Тамара продолжила, сверкнув очками совсем строго:
— А вообще, Валь, поверь опытной старухе: жить только ради детей неправильно. Ради себя тоже надо.
Валентина отмахнулась, шутливо вроде бы указав:
— Раньше-то парни, насколько я помню, наоборот, не дураки насчет нежностей были.
— Это уже взрослые парни, — объяснила Тамара. — Им да, без этого никак. Нам на радость.
Обе устало не то хмыкнули, не то хихикнули, на миг отвлеклись на прогрохотавшую мимо каталку и тут же забыли про нее, потому что та была пустой. На фигуру, толкавшую каталку, медсестры и вовсе не обратили внимания.
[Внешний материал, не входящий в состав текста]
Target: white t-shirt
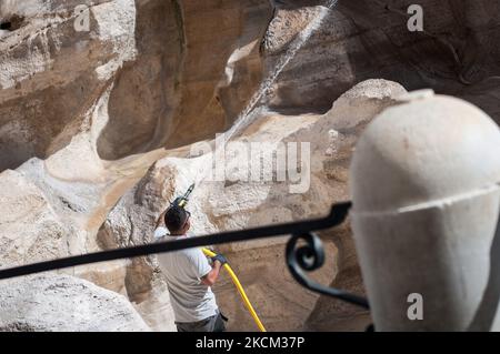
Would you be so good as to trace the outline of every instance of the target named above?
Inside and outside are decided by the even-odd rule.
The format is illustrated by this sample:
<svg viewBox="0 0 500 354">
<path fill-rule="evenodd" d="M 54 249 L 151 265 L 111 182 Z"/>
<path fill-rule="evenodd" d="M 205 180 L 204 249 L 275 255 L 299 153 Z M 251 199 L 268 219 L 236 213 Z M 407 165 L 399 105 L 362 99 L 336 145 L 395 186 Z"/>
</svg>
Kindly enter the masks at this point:
<svg viewBox="0 0 500 354">
<path fill-rule="evenodd" d="M 167 227 L 154 231 L 154 240 L 173 241 L 189 237 L 170 236 Z M 204 320 L 218 313 L 216 295 L 210 286 L 201 283 L 212 267 L 200 247 L 158 255 L 160 269 L 167 279 L 176 322 L 190 323 Z"/>
</svg>

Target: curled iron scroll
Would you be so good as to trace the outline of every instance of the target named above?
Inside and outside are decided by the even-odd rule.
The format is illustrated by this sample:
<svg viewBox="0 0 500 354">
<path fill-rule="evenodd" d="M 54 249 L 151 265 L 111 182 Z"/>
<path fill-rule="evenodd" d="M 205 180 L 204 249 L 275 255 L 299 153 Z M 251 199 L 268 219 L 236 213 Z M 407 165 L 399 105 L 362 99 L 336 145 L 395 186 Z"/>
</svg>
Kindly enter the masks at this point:
<svg viewBox="0 0 500 354">
<path fill-rule="evenodd" d="M 299 244 L 299 241 L 303 243 Z M 296 281 L 316 293 L 342 300 L 344 302 L 369 309 L 367 299 L 343 290 L 326 286 L 312 281 L 306 272 L 312 272 L 324 264 L 324 249 L 320 237 L 307 232 L 294 234 L 287 243 L 287 265 Z"/>
</svg>

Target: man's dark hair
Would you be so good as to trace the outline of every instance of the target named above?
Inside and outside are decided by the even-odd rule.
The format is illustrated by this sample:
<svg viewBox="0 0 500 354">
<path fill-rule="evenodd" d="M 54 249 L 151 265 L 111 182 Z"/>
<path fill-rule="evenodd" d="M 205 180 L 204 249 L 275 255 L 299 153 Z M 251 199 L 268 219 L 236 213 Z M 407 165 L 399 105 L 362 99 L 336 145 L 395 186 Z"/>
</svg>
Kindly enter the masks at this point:
<svg viewBox="0 0 500 354">
<path fill-rule="evenodd" d="M 170 233 L 180 232 L 187 220 L 188 213 L 183 208 L 178 205 L 170 206 L 164 214 L 164 224 L 167 225 L 167 229 L 169 229 Z"/>
</svg>

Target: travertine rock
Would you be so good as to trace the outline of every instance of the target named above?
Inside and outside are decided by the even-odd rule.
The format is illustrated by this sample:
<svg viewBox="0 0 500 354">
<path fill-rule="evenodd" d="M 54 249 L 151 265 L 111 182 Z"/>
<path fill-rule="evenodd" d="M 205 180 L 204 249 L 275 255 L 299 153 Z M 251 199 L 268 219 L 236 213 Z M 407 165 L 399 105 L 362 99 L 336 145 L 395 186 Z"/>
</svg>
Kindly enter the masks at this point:
<svg viewBox="0 0 500 354">
<path fill-rule="evenodd" d="M 240 144 L 266 144 L 266 151 L 271 154 L 262 156 L 262 166 L 272 165 L 272 151 L 279 144 L 299 143 L 302 146 L 309 143 L 310 161 L 306 156 L 302 160 L 309 164 L 306 169 L 311 172 L 310 185 L 302 183 L 303 181 L 297 183 L 291 180 L 241 180 L 248 172 L 246 166 L 249 155 L 237 152 L 233 142 L 227 145 L 222 156 L 226 164 L 234 169 L 229 168 L 227 172 L 231 172 L 232 176 L 227 175 L 222 181 L 208 179 L 210 171 L 207 171 L 207 166 L 212 158 L 210 153 L 191 159 L 160 160 L 117 204 L 100 231 L 100 240 L 111 245 L 150 242 L 156 216 L 192 182 L 198 182 L 189 204 L 194 234 L 323 215 L 336 201 L 349 199 L 347 173 L 359 132 L 383 108 L 393 104 L 394 97 L 404 92 L 406 90 L 394 82 L 370 80 L 343 94 L 323 117 L 263 115 L 236 139 Z M 191 152 L 194 154 L 199 148 L 193 146 Z M 271 176 L 276 173 L 279 171 L 271 171 Z M 207 178 L 200 179 L 203 175 Z M 302 186 L 299 189 L 301 184 L 303 190 Z M 290 193 L 292 186 L 300 193 Z M 334 285 L 362 293 L 349 229 L 343 226 L 340 230 L 322 232 L 321 235 L 326 243 L 328 262 L 314 277 L 324 284 L 334 279 Z M 368 325 L 366 312 L 336 304 L 331 300 L 321 300 L 318 303 L 317 295 L 293 281 L 286 269 L 286 241 L 284 237 L 276 237 L 219 247 L 219 251 L 229 257 L 267 327 L 274 331 L 300 330 L 308 320 L 309 327 L 328 330 L 336 315 L 350 320 L 361 316 L 361 320 L 356 318 L 356 325 L 351 324 L 356 330 Z M 142 284 L 141 281 L 144 281 L 143 286 L 148 289 L 154 269 L 152 259 L 138 260 L 131 265 L 130 276 L 134 279 L 134 284 Z M 254 330 L 251 317 L 227 275 L 223 275 L 214 290 L 221 309 L 232 320 L 230 328 Z M 331 311 L 331 316 L 323 318 L 322 313 L 331 310 L 332 304 L 337 312 Z M 314 306 L 319 306 L 317 311 L 313 311 Z M 318 324 L 318 317 L 321 317 L 321 324 Z"/>
<path fill-rule="evenodd" d="M 126 297 L 68 275 L 2 281 L 0 331 L 143 332 Z"/>
<path fill-rule="evenodd" d="M 212 140 L 243 108 L 257 109 L 237 141 L 311 143 L 311 188 L 199 183 L 197 234 L 311 218 L 349 199 L 359 132 L 403 91 L 383 80 L 356 85 L 366 79 L 463 97 L 500 121 L 498 1 L 421 1 L 423 33 L 408 31 L 402 0 L 324 7 L 333 2 L 0 1 L 1 265 L 149 241 L 168 200 L 203 180 L 211 155 L 196 158 L 190 144 Z M 230 151 L 228 161 L 244 173 L 248 159 Z M 334 256 L 320 280 L 362 292 L 349 227 L 322 235 Z M 366 313 L 300 289 L 282 247 L 277 239 L 221 249 L 270 328 L 363 327 Z M 154 257 L 63 272 L 129 296 L 151 328 L 173 330 Z M 232 328 L 253 328 L 228 279 L 217 291 Z"/>
</svg>

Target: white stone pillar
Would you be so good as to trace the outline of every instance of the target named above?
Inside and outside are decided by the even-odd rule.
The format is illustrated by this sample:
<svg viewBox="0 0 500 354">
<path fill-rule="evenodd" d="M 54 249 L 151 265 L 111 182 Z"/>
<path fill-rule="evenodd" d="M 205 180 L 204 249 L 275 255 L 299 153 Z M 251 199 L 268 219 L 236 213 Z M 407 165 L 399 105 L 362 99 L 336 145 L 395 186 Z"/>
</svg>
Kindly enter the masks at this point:
<svg viewBox="0 0 500 354">
<path fill-rule="evenodd" d="M 363 132 L 350 169 L 376 330 L 500 330 L 500 130 L 431 90 L 400 101 Z"/>
</svg>

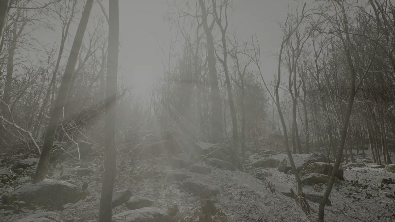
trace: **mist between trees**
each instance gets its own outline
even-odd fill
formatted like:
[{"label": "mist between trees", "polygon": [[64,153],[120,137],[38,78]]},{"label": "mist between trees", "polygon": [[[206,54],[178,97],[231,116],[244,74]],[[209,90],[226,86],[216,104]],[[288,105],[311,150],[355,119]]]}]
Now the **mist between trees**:
[{"label": "mist between trees", "polygon": [[[10,164],[40,157],[30,175],[34,183],[53,179],[50,163],[65,154],[92,169],[86,160],[102,164],[105,159],[99,221],[111,220],[116,175],[123,176],[120,164],[149,159],[137,148],[141,138],[164,135],[159,132],[182,135],[192,147],[226,144],[227,162],[241,171],[248,171],[258,150],[286,154],[292,196],[307,216],[320,222],[331,215],[324,209],[344,162],[356,162],[354,155],[361,152],[372,163],[392,164],[391,0],[290,4],[287,16],[273,22],[281,30],[278,51],[271,56],[277,61],[274,73],[262,65],[267,55],[258,37],[242,38],[228,23],[242,3],[169,1],[164,19],[172,35],[159,44],[163,76],[147,101],[136,99],[124,77],[117,77],[122,50],[118,1],[110,1],[109,8],[100,0],[45,2],[0,2],[0,155]],[[46,42],[37,30],[59,31],[58,40]],[[171,140],[166,136],[162,139]],[[331,169],[311,211],[293,154],[314,152],[326,157]],[[191,159],[203,162],[209,154]],[[275,193],[272,182],[265,180],[265,187]]]}]

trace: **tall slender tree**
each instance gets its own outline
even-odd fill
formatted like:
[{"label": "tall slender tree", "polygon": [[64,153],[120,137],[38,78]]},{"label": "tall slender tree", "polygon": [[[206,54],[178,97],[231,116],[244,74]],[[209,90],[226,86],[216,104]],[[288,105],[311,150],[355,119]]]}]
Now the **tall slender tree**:
[{"label": "tall slender tree", "polygon": [[119,42],[119,15],[118,0],[109,4],[108,49],[106,81],[104,146],[105,162],[100,198],[99,222],[111,222],[114,181],[117,168],[115,143],[117,119],[117,81]]},{"label": "tall slender tree", "polygon": [[59,123],[59,119],[62,115],[63,107],[67,99],[67,93],[70,87],[70,83],[73,77],[73,72],[77,63],[81,44],[82,43],[84,34],[87,29],[87,25],[89,18],[90,11],[92,8],[93,0],[87,0],[81,17],[81,20],[78,24],[78,28],[75,34],[73,45],[67,64],[64,70],[64,74],[62,79],[59,87],[59,92],[55,100],[55,107],[51,114],[51,119],[48,123],[45,133],[43,150],[38,162],[37,169],[36,171],[34,183],[40,181],[45,178],[48,169],[49,158],[52,151],[52,145],[56,132],[56,129]]},{"label": "tall slender tree", "polygon": [[203,0],[199,0],[203,17],[202,26],[207,40],[207,60],[211,88],[210,97],[211,100],[211,138],[213,142],[221,141],[224,139],[224,128],[222,126],[222,103],[218,86],[218,78],[215,67],[215,55],[214,51],[214,40],[211,33],[215,23],[213,19],[210,26],[207,23],[209,13],[206,9]]},{"label": "tall slender tree", "polygon": [[7,15],[8,14],[8,9],[11,0],[0,0],[0,51],[3,45],[3,32],[7,22]]},{"label": "tall slender tree", "polygon": [[[228,68],[228,49],[226,47],[226,30],[228,29],[228,1],[225,0],[220,6],[220,13],[217,12],[216,3],[216,0],[213,0],[213,11],[214,12],[214,19],[217,24],[221,30],[221,34],[222,35],[221,41],[222,43],[222,50],[223,51],[224,58],[221,59],[218,55],[217,58],[221,62],[224,67],[224,73],[225,73],[225,81],[226,83],[226,91],[228,92],[228,99],[229,103],[229,110],[230,111],[230,116],[232,120],[232,135],[233,136],[233,140],[237,142],[239,140],[239,132],[237,132],[237,119],[236,116],[236,111],[235,109],[235,103],[233,100],[233,95],[232,94],[232,88],[230,85],[230,79],[229,78],[229,71]],[[222,7],[225,8],[222,9]],[[222,10],[224,11],[224,15],[222,14]],[[225,26],[222,25],[221,23],[222,16],[225,20]],[[226,129],[225,129],[226,130]]]}]

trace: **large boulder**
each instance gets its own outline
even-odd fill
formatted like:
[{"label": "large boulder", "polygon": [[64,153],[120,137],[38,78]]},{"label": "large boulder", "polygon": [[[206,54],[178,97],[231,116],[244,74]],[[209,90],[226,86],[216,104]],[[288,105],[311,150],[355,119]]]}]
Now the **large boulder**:
[{"label": "large boulder", "polygon": [[386,165],[381,164],[374,164],[371,166],[371,168],[372,169],[383,169],[386,167]]},{"label": "large boulder", "polygon": [[73,171],[78,176],[87,176],[93,173],[93,171],[90,169],[79,168]]},{"label": "large boulder", "polygon": [[211,173],[211,169],[208,167],[199,165],[194,165],[191,167],[189,171],[201,174],[209,174]]},{"label": "large boulder", "polygon": [[182,148],[175,139],[150,143],[147,145],[145,150],[147,153],[154,155],[165,154],[174,154],[182,152]]},{"label": "large boulder", "polygon": [[384,167],[384,170],[389,171],[391,173],[395,173],[395,164],[388,164]]},{"label": "large boulder", "polygon": [[113,216],[113,222],[172,222],[171,217],[166,214],[167,209],[143,207],[121,212]]},{"label": "large boulder", "polygon": [[11,176],[13,174],[11,169],[6,167],[0,168],[0,177],[2,176]]},{"label": "large boulder", "polygon": [[181,190],[206,198],[210,198],[219,193],[219,191],[213,186],[193,179],[184,180],[179,184],[179,187]]},{"label": "large boulder", "polygon": [[75,185],[63,181],[45,179],[17,187],[7,199],[24,201],[28,205],[35,204],[58,209],[66,203],[77,202],[81,194],[82,190]]},{"label": "large boulder", "polygon": [[[310,173],[320,173],[325,175],[330,175],[332,173],[333,167],[327,163],[315,162],[311,163],[303,168],[300,171],[302,175],[307,175]],[[336,177],[340,181],[344,180],[343,170],[339,169]]]},{"label": "large boulder", "polygon": [[280,172],[286,173],[287,171],[292,169],[292,167],[290,166],[288,166],[288,160],[286,158],[284,158],[281,162],[280,162],[278,166],[278,170]]},{"label": "large boulder", "polygon": [[58,213],[47,211],[30,215],[13,222],[63,222],[63,220]]},{"label": "large boulder", "polygon": [[[326,184],[328,182],[329,176],[325,174],[314,173],[309,174],[307,177],[302,180],[302,184],[311,186],[316,184]],[[338,181],[337,178],[335,178],[335,181]]]},{"label": "large boulder", "polygon": [[[294,198],[293,194],[291,192],[281,192],[281,193],[284,194],[285,196],[292,198]],[[305,196],[305,198],[307,200],[309,200],[311,202],[320,203],[322,200],[322,195],[316,194],[310,194],[308,193],[304,193],[304,194]],[[328,200],[326,201],[326,205],[329,206],[329,207],[332,206],[332,202],[331,202],[330,199],[328,199]]]},{"label": "large boulder", "polygon": [[113,208],[120,206],[126,203],[133,194],[129,190],[126,189],[113,193]]},{"label": "large boulder", "polygon": [[135,210],[152,206],[154,202],[151,200],[140,196],[133,196],[126,202],[126,207],[130,210]]},{"label": "large boulder", "polygon": [[170,163],[175,168],[185,168],[191,166],[189,155],[186,153],[173,155],[170,158]]},{"label": "large boulder", "polygon": [[366,165],[362,163],[350,163],[346,165],[346,169],[351,169],[353,168],[365,167]]},{"label": "large boulder", "polygon": [[207,163],[209,165],[217,167],[220,169],[227,169],[232,171],[236,170],[236,167],[232,164],[229,162],[221,160],[216,159],[215,158],[208,158],[207,159]]},{"label": "large boulder", "polygon": [[256,168],[275,168],[280,165],[280,160],[273,158],[264,158],[251,164],[251,166]]},{"label": "large boulder", "polygon": [[273,175],[269,170],[265,168],[260,167],[256,169],[256,174],[255,177],[260,179],[263,179],[265,177],[271,177]]},{"label": "large boulder", "polygon": [[207,158],[215,158],[229,162],[229,153],[226,148],[220,143],[200,142],[196,143],[198,147],[198,153]]},{"label": "large boulder", "polygon": [[167,181],[168,182],[178,181],[181,182],[186,179],[191,178],[192,177],[184,173],[173,173],[167,175]]},{"label": "large boulder", "polygon": [[[298,173],[304,167],[314,162],[328,162],[328,158],[326,156],[324,153],[321,152],[313,152],[306,154],[297,153],[292,154],[292,156],[293,163],[295,164],[295,167],[296,168],[296,171]],[[280,163],[278,171],[288,173],[287,171],[290,171],[291,169],[290,162],[287,156],[284,158]]]},{"label": "large boulder", "polygon": [[40,159],[38,158],[28,158],[24,160],[21,160],[15,163],[12,166],[12,169],[13,169],[20,168],[26,169],[37,164],[39,160]]}]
Фигура была в принятой сегодня спецодежде: белом халате, шапочке и марлевой повязке, скрывающей лицо, — и совершенно ничем не выделялась.
Гордый, сумевший стащить униформу из стопки тети Ани, на то и полагался — и правильно рассчитал, с какой скоростью проскочить мимо поста дежурной и когда отвернуть от него лицо.
— Ладно, — сказала Тамара. — труба зовет. По палатам всем ребятам.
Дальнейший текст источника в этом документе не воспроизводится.